Acho curiso vc dizer nesse comentário que a crise não teve nada com uma política monetária frouxa e com políticas habitacionais populistas.

Não tenho nada contra finanças e muito menos com quem gosta de finanças, mas se agora tem gente criticando a teoria de finanças e os novos instrumentos isso não é novidade nenhuma, sempre fazem assim.

Abs

11:08 AM  
Anonymous Anônimo said...

Olá,

Passei a acompanhar seu blog recentemente. Me formei em economia e estou começando a estudar finanças agora (tirando matemática financeira que eu já tinha visto na faculdade). Comprei o Brealey&Myers e o Hull, mas acho que esses não vão ser suficientes pra entrar de cabeça nesse mundo. Pode sugerir mais alguns sobre gerenciamento de risco e livros que se apoiam em softwares como o R (já tenho alguma familiaridade)?

Valeu

12:07 PM  
Blogger Isso é confidencial said...

Marciao, André Fontenele aqui. Eu li o artigo da Wired e concordei em linhas gerais com o que foi dito por lá. Não manjo de cópula pra fazer um comentário mais esclarecido sobre o assunto, mas entendo razoavelmente bem como um banco funciona pra dizer que os estudos sobre correlação entre defaults foram usado pelos bancos pra justificar exposições descabidas. Achei o título do artigo exagerado, mas acho difícil de acreditar que o que aconteceu ia ter fato acontecido se os controladores de risco em geral não acreditassem na baixa correlação de defaults mesmo num evento de crise um pouco mais forte. E pelo que o artigo fala, a crença forte demais na cópula citada ajudou bastante nisso.

Resumindo, acho que nós "quants" ou "wannabe quants" tem alguma culpa no cartório sim.
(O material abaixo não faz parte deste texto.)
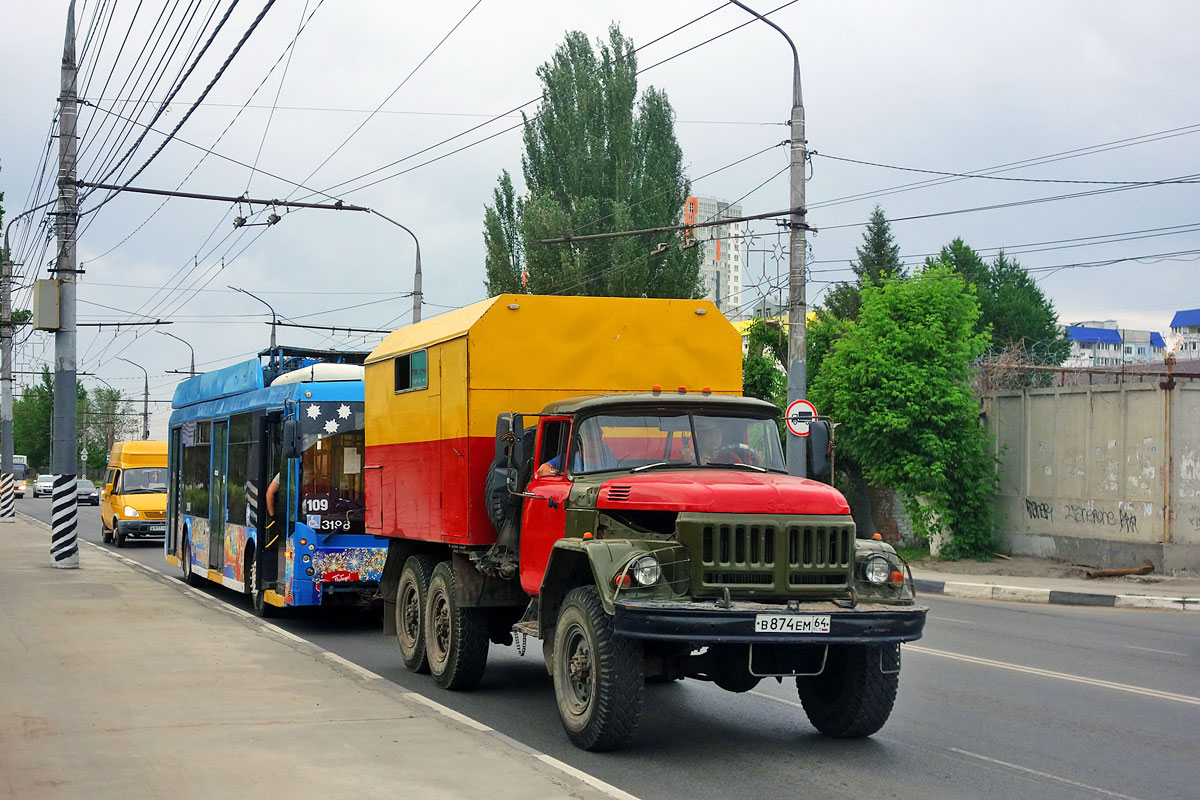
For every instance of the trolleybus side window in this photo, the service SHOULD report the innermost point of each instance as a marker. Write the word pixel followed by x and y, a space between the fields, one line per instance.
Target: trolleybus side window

Tudo bem que muito disso foi em função da pressão dos CEOS para surfar a onda, mas a sensação é de que demorou demais pra cair a ficha mesmo depois do início do stress.

Gde abraço!

3:20 PM  
Blogger Márcio Laurini said...

Rafael

De uma olhada em
http://raciocioniosespurios.blogspot.com/search?q=Top+5

são dois comentários sobre livros em finanças.
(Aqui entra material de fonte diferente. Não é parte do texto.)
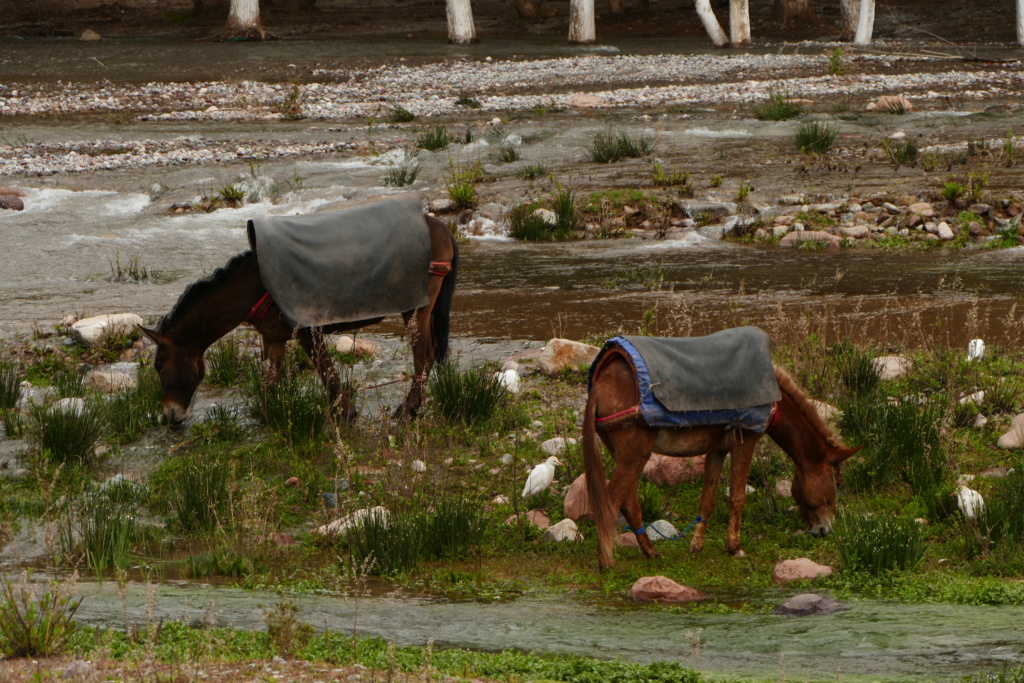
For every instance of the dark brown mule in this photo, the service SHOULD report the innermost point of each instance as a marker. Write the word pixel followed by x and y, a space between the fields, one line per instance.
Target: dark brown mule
pixel 210 308
pixel 796 427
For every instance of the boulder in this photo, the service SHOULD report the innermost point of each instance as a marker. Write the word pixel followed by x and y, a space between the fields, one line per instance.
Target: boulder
pixel 809 603
pixel 555 445
pixel 116 377
pixel 342 524
pixel 669 471
pixel 893 103
pixel 561 353
pixel 360 347
pixel 664 591
pixel 1015 437
pixel 94 331
pixel 563 530
pixel 11 202
pixel 797 238
pixel 891 367
pixel 799 569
Sobre ferramentas em R para finanças:

http://cran.r-project.org/web/views/Finance.html

[]s

Márcio

4:09 PM  
Blogger Unknown said...

Talvez isso seja útil: há alguns artigos recentes em que a modelagem da distribuição multivariada se dá através de uma combinação de modelos de cópulas bivariados (ou de dimensão menor) por meio de um modelo hierárquico. A idéia é propor modelos de cópulas menores, e a partir dos resultados destas cópulas se estima um segundo conjunto de cópulas até pegar todo mundo.

Uma primeira proposta é apresentada por Aas et. al. (2009) "Pair-copula construction of multiple dependence", que se basea em um outro artigo de Joe (1996). Com essa metodologia pode-se construir modelos multivariados sem impor necessariamente dependencia linear. Há também uma proposta feita por Savu e Trede (2006), mas essa apresenta algumas limitações comparada com a metodolgia da Aas.